A fluttering speedometer needle because the shaft needs replacing? Trip meters that get stuck and only continue counting if you give them a knock? To the younger generation that must sound like granddad’s stories from the war. Today dashboards are digital, displays are touch sensitive and optical analog instruments are straight out of a graphic designer’s toolbox. That still feels a bit weird. Because it’s still unfamiliar, and it’s still difficult to trust such sophisticated electronics in a car. At least for me. But I’m happy to be convinced over the next few years.

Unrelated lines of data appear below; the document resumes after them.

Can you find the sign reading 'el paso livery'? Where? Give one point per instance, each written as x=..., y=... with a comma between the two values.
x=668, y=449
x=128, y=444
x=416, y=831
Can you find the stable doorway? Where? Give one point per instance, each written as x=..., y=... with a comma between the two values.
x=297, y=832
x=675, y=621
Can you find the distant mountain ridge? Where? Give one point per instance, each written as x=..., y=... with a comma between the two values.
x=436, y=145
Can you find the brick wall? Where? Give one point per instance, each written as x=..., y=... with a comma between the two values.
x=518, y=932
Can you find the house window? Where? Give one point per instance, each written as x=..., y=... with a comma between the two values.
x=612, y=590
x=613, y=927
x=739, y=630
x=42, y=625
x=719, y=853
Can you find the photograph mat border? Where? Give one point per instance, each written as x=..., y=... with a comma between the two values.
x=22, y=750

By then I definitely still won’t be able to afford an S-Class though; we’re just sitting in one doing some real-life testing. It’s all display in here, with more computing power and a higher resolution than NASA’s supercomputers from 10 years ago. Clear, high-contrast instruments. No, not instruments really, they only look like them. After all, people are creatures of habit.
The digital clock, an aerospace by-product, found its way onto wrists quite successfully in the 80s. Small, flat and cool. Even though they’re still around, if you really want to be hip you now wear an analog, mechanical automatic watch the size of a cereal bowl. Time and time again manufacturers have tried to fit displays into cars. The displays in Kadett GSIs or Omega CDs that are so tiny they require binoculars are highly sought-after as part of the retro wave today, but back then people rarely bought them. Numbers to indicate the speed? Colorful, rising bars as a fuel gage or rev counter? How unusual. They were banished to the ancillary instruments or they enhanced unspectacular small cars as central instruments. You can’t really call them successful.
Will everything be different now? Digital hipsters are once again going to record stores and buying vinyl. And in cars we see more and more displays – which take the shape of analog instruments though. Quite cool. Virtual reality? Virtual analogy? The new flagship from Mercedes takes things to extremes and presses ahead. Two displays next to each other, the instrument cluster and the Comand display. Both with diagonals of 12.3 inches and a resolution of 1440 x 540 pixels, showing everything we’re used to in high resolution and high contrast. They simulate the speedometer and rev counter, show warning lamps and provide information on how your car is doing. The satnav screen looks like a 3D flight simulator with real buildings and landmarks; cameras at the front, at the side and at the back send a picture to the central console if I yet again can’t quite judge the size of my car. Everyone’s dream really.
Driving isn’t what it used to be 20 years ago. But that’s okay. I’m excited and I’m looking forward to what will happen in the future of electronics. We are only at the beginning, and my eyes are open and my mind is ready. Maybe displays will soon be able to simulate vintage car instruments. Wouldn’t that be cool? Whether all that will be as durable as an old V6 cast iron block from a Cologne factory remains to be seen. In any case, the team from Osram will be there all the way and will always keep you up-to-date about the latest developments. Or should I say enlightened? Well, something like that.